Patrick Stewart preparing and eating a ham sandwich while soliloquizing during a 2008 production of Macbeth is one of my favorite theatregoing memories. In this tradition of “sandwich theatre” comes Clyde’s, in which several are fixed and few eaten, though there’s other stuff to nosh.
A synopsis of the play, the latest from two-time Pulitzer Prize winner Lynn Nottage, suggests a pressure cooker of an evening. Clyde’s is a truck stop somewhere in Pennsylvania, staffed by former prisoners. Clyde herself is an 18-wheeler of a personality, lording it over her staff with endless commands and snappish remarks like “don’t disappoint me by having aspirations.” With few other options given their bottom-of-the-barrel status her employees take whatever abuse Clyde dishes out, reducing themselves to indentured servitude. But Montrellous, the wisest (and most wizened) of the crew, stymies her by not just being good but inspired at his job, painstakingly crafting superior sandwiches that attract customers but also slow down and thwart her assembly line.
We expect fireworks. And we get fire–Clyde’s sudden appearances in the kitchen, encased in outlandish skin-hugging outfits, are sometimes accompanied by bursts of satanic flames. For Clyde’s, unlike Ruined, Sweat, or Intimate Apparel, the plays that loom largest for me in Nottage’s oeuvre, is a comedy, albeit one about serious matters. Her plays don’t lack humor–the Hollywood shuffle piece By the Way, Meet Vera Stark is quite funny at times–but here it’s front-and-centered, with wayward results. Clad in Jennifer Moeller’s attention-getting costumes Emmy winner Uzo Aduba (Orange is the New Black) is quite the spectacle as Clyde, throwing shade, oozing contempt, and sexually harassing one of her employees, simply because she can, without consequences. Clyde was also incarcerated, but having moved up the ladder and blown through barriers of racism and sexism to get there she’s not about to grow a conscience. Aduba’s literal “boss from hell” is a formidable presence…but not a terribly dimensional one, in what plays as a cockeyed comic myth set in “a liminal space.”

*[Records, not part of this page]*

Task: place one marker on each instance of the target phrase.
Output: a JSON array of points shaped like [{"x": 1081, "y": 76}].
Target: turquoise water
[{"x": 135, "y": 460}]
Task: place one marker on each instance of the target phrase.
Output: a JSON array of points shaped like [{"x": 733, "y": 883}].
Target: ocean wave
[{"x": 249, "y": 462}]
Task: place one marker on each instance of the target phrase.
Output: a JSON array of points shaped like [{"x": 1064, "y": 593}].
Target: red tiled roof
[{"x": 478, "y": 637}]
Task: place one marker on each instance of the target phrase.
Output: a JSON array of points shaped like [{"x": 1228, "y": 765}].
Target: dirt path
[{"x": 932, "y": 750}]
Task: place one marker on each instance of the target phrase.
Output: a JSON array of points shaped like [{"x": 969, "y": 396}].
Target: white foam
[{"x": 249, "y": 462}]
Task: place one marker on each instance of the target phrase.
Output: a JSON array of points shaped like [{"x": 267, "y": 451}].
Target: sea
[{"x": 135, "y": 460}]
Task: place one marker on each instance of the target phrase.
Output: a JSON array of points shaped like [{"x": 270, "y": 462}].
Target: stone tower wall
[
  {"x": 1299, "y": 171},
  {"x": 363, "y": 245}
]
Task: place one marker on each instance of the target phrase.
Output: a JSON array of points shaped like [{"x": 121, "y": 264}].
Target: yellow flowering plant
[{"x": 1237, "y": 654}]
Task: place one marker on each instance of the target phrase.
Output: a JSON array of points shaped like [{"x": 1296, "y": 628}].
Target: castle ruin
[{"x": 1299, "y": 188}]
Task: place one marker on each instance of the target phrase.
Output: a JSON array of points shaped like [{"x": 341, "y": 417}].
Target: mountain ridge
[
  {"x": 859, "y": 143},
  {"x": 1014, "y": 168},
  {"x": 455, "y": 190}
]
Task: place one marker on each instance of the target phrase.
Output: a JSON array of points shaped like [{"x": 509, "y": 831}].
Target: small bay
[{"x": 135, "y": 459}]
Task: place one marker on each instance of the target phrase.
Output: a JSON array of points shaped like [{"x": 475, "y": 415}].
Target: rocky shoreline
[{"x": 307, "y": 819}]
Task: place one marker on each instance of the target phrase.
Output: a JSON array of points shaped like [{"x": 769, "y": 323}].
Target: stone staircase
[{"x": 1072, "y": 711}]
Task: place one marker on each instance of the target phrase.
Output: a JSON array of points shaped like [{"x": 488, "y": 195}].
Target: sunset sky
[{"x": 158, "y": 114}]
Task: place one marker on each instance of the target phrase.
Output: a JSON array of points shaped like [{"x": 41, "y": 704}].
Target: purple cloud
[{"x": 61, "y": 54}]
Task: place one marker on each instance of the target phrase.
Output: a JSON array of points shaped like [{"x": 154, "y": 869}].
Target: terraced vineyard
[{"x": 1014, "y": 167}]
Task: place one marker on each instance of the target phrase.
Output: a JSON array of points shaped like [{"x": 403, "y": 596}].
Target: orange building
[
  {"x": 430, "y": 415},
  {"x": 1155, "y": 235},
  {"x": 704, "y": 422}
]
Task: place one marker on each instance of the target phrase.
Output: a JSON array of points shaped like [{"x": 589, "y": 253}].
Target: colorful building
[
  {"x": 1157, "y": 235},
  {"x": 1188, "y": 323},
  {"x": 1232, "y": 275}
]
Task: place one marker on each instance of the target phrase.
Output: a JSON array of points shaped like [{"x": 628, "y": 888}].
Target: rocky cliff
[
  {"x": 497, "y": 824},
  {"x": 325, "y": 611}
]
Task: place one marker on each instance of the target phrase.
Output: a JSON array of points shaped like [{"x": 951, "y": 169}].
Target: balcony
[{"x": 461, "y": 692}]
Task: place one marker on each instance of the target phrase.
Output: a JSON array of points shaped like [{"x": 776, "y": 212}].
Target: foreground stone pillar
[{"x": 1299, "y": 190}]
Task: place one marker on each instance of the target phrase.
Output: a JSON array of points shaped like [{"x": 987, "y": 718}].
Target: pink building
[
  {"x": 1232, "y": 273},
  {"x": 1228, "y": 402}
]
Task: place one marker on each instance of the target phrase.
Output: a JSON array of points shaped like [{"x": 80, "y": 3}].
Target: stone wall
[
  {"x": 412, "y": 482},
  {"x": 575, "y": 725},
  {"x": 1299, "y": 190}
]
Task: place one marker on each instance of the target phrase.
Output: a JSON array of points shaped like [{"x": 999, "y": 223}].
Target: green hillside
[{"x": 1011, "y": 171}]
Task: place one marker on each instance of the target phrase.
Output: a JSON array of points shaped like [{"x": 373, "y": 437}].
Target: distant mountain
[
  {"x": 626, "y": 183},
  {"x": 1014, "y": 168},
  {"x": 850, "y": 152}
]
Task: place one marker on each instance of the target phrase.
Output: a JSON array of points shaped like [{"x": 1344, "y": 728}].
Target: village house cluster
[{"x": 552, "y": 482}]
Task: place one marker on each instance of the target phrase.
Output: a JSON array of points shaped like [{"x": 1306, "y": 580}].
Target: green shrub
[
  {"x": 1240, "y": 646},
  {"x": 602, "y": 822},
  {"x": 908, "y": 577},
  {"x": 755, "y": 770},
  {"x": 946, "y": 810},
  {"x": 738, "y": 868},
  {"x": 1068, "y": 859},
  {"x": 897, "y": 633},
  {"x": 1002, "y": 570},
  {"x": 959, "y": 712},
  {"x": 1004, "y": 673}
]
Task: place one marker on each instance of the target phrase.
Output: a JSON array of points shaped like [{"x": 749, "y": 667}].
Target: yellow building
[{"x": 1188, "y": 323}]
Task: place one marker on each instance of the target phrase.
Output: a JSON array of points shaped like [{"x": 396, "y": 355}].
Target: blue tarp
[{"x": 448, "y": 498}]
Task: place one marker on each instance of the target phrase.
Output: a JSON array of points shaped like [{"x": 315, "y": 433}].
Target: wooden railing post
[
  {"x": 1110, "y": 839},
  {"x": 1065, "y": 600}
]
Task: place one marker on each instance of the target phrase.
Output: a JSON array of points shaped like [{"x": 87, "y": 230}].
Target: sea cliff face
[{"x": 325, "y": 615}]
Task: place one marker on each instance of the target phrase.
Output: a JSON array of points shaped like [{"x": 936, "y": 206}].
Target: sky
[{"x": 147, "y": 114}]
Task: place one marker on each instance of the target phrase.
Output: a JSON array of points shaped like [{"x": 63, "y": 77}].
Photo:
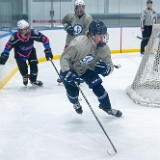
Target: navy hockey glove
[
  {"x": 70, "y": 30},
  {"x": 70, "y": 77},
  {"x": 102, "y": 68},
  {"x": 87, "y": 60},
  {"x": 3, "y": 58},
  {"x": 48, "y": 54}
]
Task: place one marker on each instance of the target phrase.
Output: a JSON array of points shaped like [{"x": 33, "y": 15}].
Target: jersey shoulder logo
[{"x": 78, "y": 28}]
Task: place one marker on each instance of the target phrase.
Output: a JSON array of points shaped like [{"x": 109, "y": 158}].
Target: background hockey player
[
  {"x": 23, "y": 44},
  {"x": 76, "y": 23},
  {"x": 88, "y": 62}
]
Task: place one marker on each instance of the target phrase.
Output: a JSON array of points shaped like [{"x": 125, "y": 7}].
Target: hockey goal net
[{"x": 145, "y": 89}]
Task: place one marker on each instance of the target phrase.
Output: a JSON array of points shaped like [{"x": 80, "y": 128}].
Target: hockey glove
[
  {"x": 102, "y": 68},
  {"x": 48, "y": 54},
  {"x": 87, "y": 60},
  {"x": 70, "y": 30},
  {"x": 3, "y": 58},
  {"x": 70, "y": 77}
]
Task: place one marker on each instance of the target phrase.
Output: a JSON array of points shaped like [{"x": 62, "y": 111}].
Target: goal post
[{"x": 145, "y": 88}]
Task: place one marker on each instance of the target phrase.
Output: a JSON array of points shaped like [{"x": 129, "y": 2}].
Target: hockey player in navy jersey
[
  {"x": 24, "y": 51},
  {"x": 87, "y": 57}
]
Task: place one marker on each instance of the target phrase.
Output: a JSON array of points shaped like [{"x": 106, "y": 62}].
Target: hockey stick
[
  {"x": 55, "y": 68},
  {"x": 141, "y": 38},
  {"x": 110, "y": 151},
  {"x": 117, "y": 66},
  {"x": 113, "y": 149}
]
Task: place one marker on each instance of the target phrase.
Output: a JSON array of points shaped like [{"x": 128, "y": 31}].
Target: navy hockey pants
[
  {"x": 94, "y": 82},
  {"x": 23, "y": 68}
]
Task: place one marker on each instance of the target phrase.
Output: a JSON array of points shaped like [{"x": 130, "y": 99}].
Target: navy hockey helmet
[
  {"x": 97, "y": 27},
  {"x": 149, "y": 1}
]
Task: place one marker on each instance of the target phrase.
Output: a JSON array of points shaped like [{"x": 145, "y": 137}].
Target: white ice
[{"x": 39, "y": 123}]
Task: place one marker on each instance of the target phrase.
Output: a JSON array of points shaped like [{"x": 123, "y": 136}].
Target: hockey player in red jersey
[{"x": 23, "y": 44}]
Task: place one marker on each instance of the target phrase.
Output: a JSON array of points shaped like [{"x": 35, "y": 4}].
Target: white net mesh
[{"x": 145, "y": 88}]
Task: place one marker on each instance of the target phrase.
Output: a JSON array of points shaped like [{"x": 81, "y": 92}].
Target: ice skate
[
  {"x": 37, "y": 83},
  {"x": 112, "y": 112},
  {"x": 59, "y": 80},
  {"x": 25, "y": 80},
  {"x": 78, "y": 107}
]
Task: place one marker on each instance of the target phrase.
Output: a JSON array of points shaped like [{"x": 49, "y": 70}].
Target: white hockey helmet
[
  {"x": 22, "y": 24},
  {"x": 79, "y": 3}
]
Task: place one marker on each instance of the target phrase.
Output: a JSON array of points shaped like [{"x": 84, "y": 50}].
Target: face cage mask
[
  {"x": 79, "y": 13},
  {"x": 104, "y": 42}
]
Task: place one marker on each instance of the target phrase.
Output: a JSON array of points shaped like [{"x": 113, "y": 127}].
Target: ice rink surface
[{"x": 39, "y": 123}]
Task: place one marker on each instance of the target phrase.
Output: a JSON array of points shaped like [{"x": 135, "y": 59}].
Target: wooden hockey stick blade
[{"x": 142, "y": 38}]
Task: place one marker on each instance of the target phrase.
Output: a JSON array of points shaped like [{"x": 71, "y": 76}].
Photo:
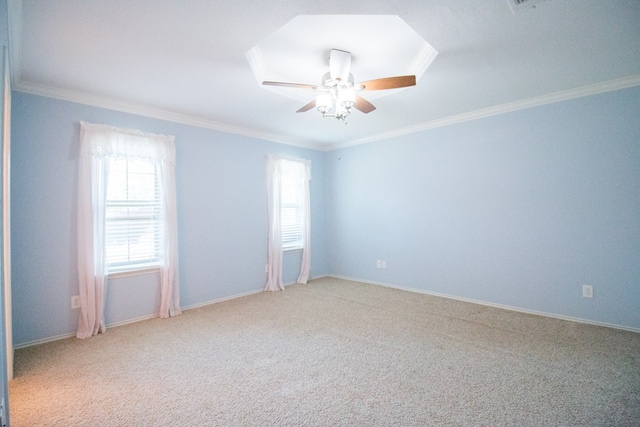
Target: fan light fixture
[
  {"x": 336, "y": 102},
  {"x": 338, "y": 90}
]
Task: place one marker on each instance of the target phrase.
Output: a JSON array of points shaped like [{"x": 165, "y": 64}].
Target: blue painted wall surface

When not being terrorized by their boss the lackeys reveal themselves, to each other (in comical scenes of scrambling around Takeshi Kata’s greasy spoon set) and to the audience, in monologues about their broken hearts and dreams. Letitia (Kara Young), Rafael (Reza Salazar), and Jason (Edmund Donovan), who’s wreathed in white supremacist tattoos, have affecting moments amidst a lot of business–Letitia and Rafael are fumbling toward connection, and Jason is more bark than bite when confronted by his new colleagues. Their plights would be the meat of a different Nottage play, but here they’re just dressing. Emerging as less of a caricature is Montrellous, played by the great Ron Cephas Jones. A Zen master of garlic aioli and other ingredients not associated with the grilled cheeses Clyde prefers he keeps his cool around her while quietly exhorting his younger charges to assemble better ingredients for themselves, in their culinary explorations and their lives outside the restaurant.
Director Kate Whoriskey, Nottage’s longtime collaborator, keeps the the show on a low flame, without raising the temperature to foodie comedy or carceral drama. As a result Clyde’s fails to mix both ingredients and congeals over time, never catching fire despite the onstage pyrokinetics. I liked the final image, which may or may not suggest a method to Clyde’s madness. But the overall effect is one of frustration, that one of our great playwrights is working something out in a liminal space of her own while withholding what it is, and leaving little for us to chew on.